Не обращая внимания на наблюдающего за мной профессора, спокойно доела и только после этого вернулась к разговору с ним.
— Здравствуйте, Альбус, — сказала я, отставив поднос с посудой на столик. — Ну, так что, вы мне расскажете все? Обещаю, что больше не упаду в обморок.
— Что ты, от шока никто не застрахован.
Дамблдор подошел ближе, сел в кресло.
— И потом, та часть, которую я рассказал вчера, не самая трагичная. Хотя ничуть не умаляет драматизма произошедшего с тобой.
Я невольно сглотнула. Вот так начало…
— Есть что — то страшнее комы длительностью в шестнадцать лет?
Мой голос непроизвольно снизился до хриплого шепота.

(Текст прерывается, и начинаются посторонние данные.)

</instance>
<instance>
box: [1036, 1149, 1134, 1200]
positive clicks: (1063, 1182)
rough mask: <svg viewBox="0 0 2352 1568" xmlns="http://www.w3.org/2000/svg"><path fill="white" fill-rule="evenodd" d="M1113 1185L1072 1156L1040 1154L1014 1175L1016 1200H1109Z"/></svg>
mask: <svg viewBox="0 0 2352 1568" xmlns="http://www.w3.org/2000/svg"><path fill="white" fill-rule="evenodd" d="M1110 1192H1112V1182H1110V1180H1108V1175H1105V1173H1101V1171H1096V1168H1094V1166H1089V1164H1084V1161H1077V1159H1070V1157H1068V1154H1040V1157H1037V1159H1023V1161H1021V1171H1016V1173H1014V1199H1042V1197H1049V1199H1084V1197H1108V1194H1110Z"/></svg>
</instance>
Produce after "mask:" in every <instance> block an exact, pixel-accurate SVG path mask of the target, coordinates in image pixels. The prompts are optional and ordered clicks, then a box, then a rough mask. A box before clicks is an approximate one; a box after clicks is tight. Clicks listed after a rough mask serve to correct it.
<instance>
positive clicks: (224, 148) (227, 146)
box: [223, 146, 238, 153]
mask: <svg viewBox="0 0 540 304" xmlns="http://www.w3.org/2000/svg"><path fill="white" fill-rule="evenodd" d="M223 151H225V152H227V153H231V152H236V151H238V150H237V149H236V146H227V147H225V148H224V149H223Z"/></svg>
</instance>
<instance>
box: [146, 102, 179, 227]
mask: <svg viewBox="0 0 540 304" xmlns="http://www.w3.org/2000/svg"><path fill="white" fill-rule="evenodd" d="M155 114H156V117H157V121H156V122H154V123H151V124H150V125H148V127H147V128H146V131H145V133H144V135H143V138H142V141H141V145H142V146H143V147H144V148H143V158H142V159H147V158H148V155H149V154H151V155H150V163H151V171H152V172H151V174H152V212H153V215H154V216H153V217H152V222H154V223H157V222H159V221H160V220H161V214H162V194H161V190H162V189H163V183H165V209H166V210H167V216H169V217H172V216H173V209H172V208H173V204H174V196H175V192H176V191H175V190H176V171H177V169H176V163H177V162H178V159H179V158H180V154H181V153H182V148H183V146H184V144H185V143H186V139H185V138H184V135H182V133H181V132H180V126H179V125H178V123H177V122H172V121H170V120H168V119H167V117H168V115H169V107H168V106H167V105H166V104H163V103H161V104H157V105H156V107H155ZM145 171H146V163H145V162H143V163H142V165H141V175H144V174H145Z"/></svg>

Я подалась вперед, не отрывая взгляда от Дамблдора.
— Есть, Лили. Но сначала поведаю о том, скрывает от тебя твоя память, просто чтобы ты поняла меня.
— О чем? — машинально спросила я.
— О мире, в котором ты жила все эти годы. О том, кто ты есть.
Звучит интригующе. Я, молча, ждала продолжения.
— Ты волшебница, Лили. И все, что вокруг тебя — это магия.
О, еще интересней. Магия? Где?
Я повертела головой, ища ее признаки. Потом кое — что вспомнила.
— Волшебница? Ведьма по — другому? Целитель Макколум говорил о моем магическом состоянии… Он имел в виду именно это?
— Да. Ты остаешься частью магического мира, несмотря на то, что забыла об этом.
Не знаю… Может, я и в самом деле часть его, не похоже, чтобы Дамблдор разыгрывал меня. Во всяком случае, мне почему — то не казалось это абсурдом. Да и сам он выглядел несколько странно для обычного человека из толпы.
А маги, выходит, как — то отличаются от остальных людей?
— Допустим, я верю вам. Но как это влияет на то, что случилось со мной?
И Дамблдор рассказал мне все.
Я сидела почти оглушенная вылившейся на меня лавиной разнообразной информации, после которой в ушах звенели отдельные фразы. Под конец даже закружилась голова.